Jay Som: Belong
Six years ago, in 2019, Melina Duterte released Anak Ko, the expansive sophomore album from the project that had quickly grown far beyond its so-called bedroom pop origins into something resembling an actual band. Duterte still wrote and produced that Jay Som record, but her friends now surrounded her, playing parts of their own. But when a shuttered touring industry scrapped Jay Som’s ambitious 2020 plans, Duterte realized she had long needed a reset from the road after several years of constant pivots between touring and writing, anyway. She decided to splurge on herself and her lifelong interest in production. She self-produced all of her records, after all. So she committed herself to manuals and online tutorials, peppering experienced friends with questions about becoming more than her own home-recording engineer.
She never could have imagined where the past few years would have taken her – collaborating, producing, touring, and working on so many incredible projects with a wide range of artists. So when Duterte reckoned the time had come to revisit Jay Som, she did not pretend to be hidebound by the project’s past. Instead, she let the half-decade of life she’d lived and work she’d done since releasing Anak Ko filter not only into her songs but also her process. The new friends she’d actually had time to make in Los Angeles now that she was off the road—especially Joao Gonzalez (of Soft Glas) and Mal Hauser (a collaborator to Mk.gee and Illuminati Hotties)—became key partners, as Duterte opened her music to others like never before. But she also opened up her music to herself and her memories, writing songs that revisited the sounds of her youth with the benefit of her experiences as a musician, producer, and performer. She was neither shy about her influences nor limited about where they might lead her. And so no previous Jay Som album sounds quite like the new Belong. It is a map of the first 31 years of Duterte’s life, all leading to the present.
“When you try something for the first time, you’re always going to hold some type of fear, but I had to come to terms with the fact that I had to let go of some control,” she explains. “This record is essentially still me, but a lot of choices were made by friends who helped me, because I trusted them.”
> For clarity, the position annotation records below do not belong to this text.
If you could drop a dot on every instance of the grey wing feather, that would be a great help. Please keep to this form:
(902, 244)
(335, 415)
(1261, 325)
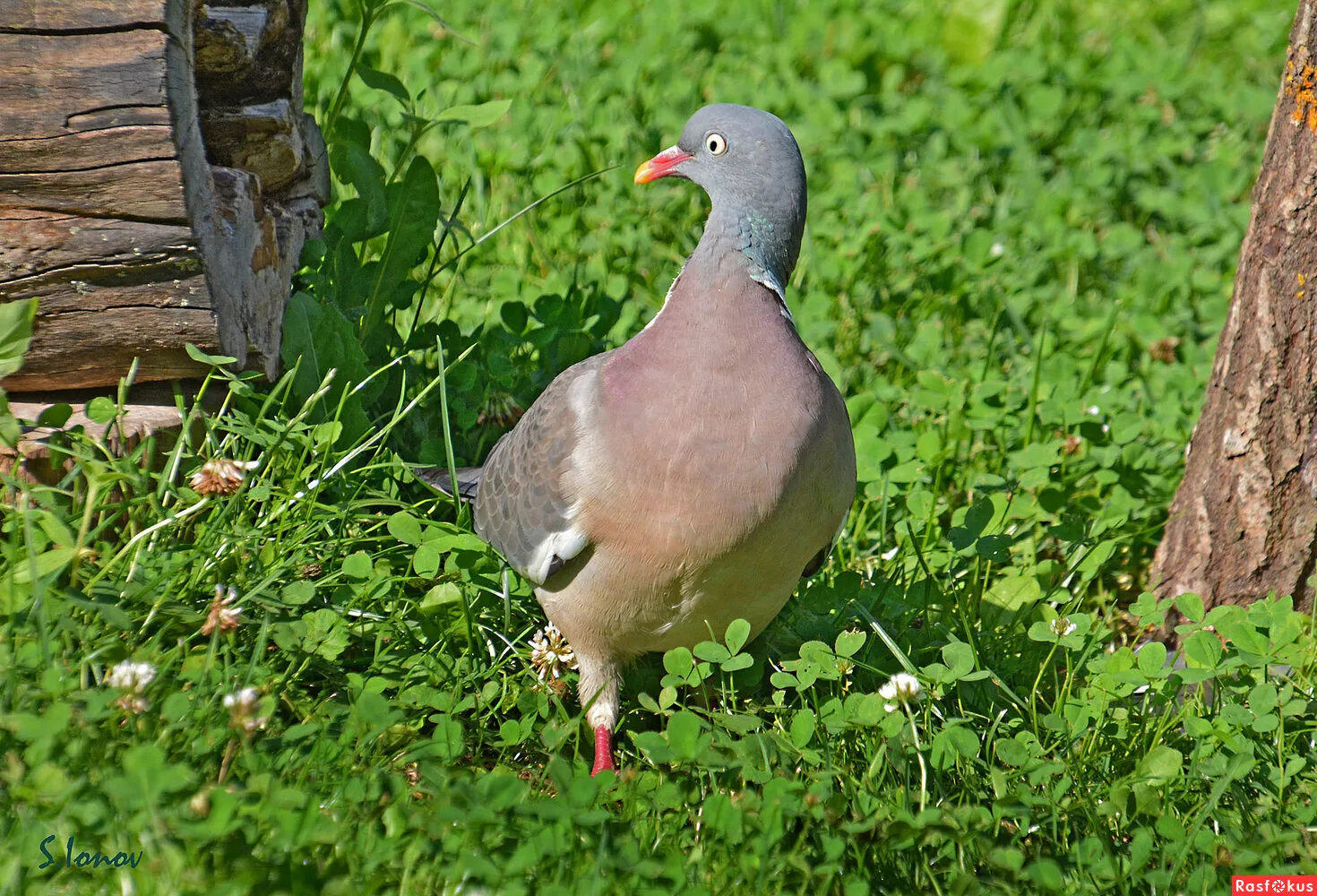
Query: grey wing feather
(436, 478)
(521, 506)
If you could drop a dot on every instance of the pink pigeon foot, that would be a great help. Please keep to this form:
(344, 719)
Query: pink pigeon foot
(602, 750)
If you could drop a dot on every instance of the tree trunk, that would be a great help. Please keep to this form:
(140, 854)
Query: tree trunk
(157, 182)
(1244, 522)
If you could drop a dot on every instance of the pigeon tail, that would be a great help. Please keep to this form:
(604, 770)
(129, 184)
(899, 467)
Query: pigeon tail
(436, 478)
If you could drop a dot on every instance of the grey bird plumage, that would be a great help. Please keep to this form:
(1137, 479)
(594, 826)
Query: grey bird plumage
(691, 476)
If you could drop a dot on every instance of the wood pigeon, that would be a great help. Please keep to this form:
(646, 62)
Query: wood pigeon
(691, 478)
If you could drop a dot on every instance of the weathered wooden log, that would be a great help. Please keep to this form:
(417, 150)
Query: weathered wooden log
(154, 190)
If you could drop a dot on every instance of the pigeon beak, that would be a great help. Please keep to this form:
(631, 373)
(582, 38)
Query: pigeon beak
(663, 165)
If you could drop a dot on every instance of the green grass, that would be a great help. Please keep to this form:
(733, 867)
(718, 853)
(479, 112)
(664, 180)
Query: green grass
(1020, 241)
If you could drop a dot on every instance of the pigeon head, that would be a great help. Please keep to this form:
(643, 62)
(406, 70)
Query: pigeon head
(748, 164)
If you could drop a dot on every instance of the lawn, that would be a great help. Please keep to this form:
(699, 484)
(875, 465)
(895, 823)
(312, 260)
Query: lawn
(1023, 226)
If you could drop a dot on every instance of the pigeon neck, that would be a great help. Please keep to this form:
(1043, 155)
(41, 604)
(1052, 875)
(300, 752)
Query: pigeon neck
(753, 238)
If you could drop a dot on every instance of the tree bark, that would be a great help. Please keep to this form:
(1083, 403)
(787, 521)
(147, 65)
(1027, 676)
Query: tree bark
(1244, 522)
(157, 182)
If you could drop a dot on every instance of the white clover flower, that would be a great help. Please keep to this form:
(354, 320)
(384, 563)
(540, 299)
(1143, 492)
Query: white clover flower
(1062, 626)
(901, 689)
(551, 654)
(131, 676)
(243, 706)
(221, 476)
(221, 613)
Though Duterte has never been one for special guests on Jay Som’s intimate records, Hayley Williams had insisted on singing together at some point since the band opened for Paramore in 2018. So Duterte and Steph Marziano—another new friend who has written with Bartees Strange and Cassandra Jenkins and who began working and hanging with Duterte after Williams introduced them—went to Nashville to try a song together. Later, Jim Adkins of Jimmy Eat World and Lexi Vega of Mini Trees would join the record as well.
And while Duterte’s production credits have mounted spectacularly since 2020, she knows enough to know she might not always know best. As she neared the end of Belong, she went to Philadelphia’s Headroom Studios, where producer Kyle Pulley told her that, simply as a Jay Som fan, he wanted to hear more of her. This became her first time working with another producer on Jay Som, yet another sign of her opening the band to others’ ideas.
For the better part of six years, she mostly checked out of Jay Som, cultivating and tending to the other side of her artistry. Now that she has returned to the band itself, she wonders where she belongs within an indie rock ecosystem, or how much of the rest of her life and work she is willing to give up to live up to that role. This is why she named these songs Belong, after all, as she tries to figure out where she fits into the wider world as an artist, producer, and person. “Do you really want to go? Will you hate what you will find?” she sings near the start of that title track, built on a seesaw of repetition. Duterte doesn’t know the answer yet, how she balances being an acclaimed and in-demand producer with being a proper bandleader, too. She just knows that Jay Som is back, invigorated by more ideas, experiences, and inputs than it’s ever enjoyed before.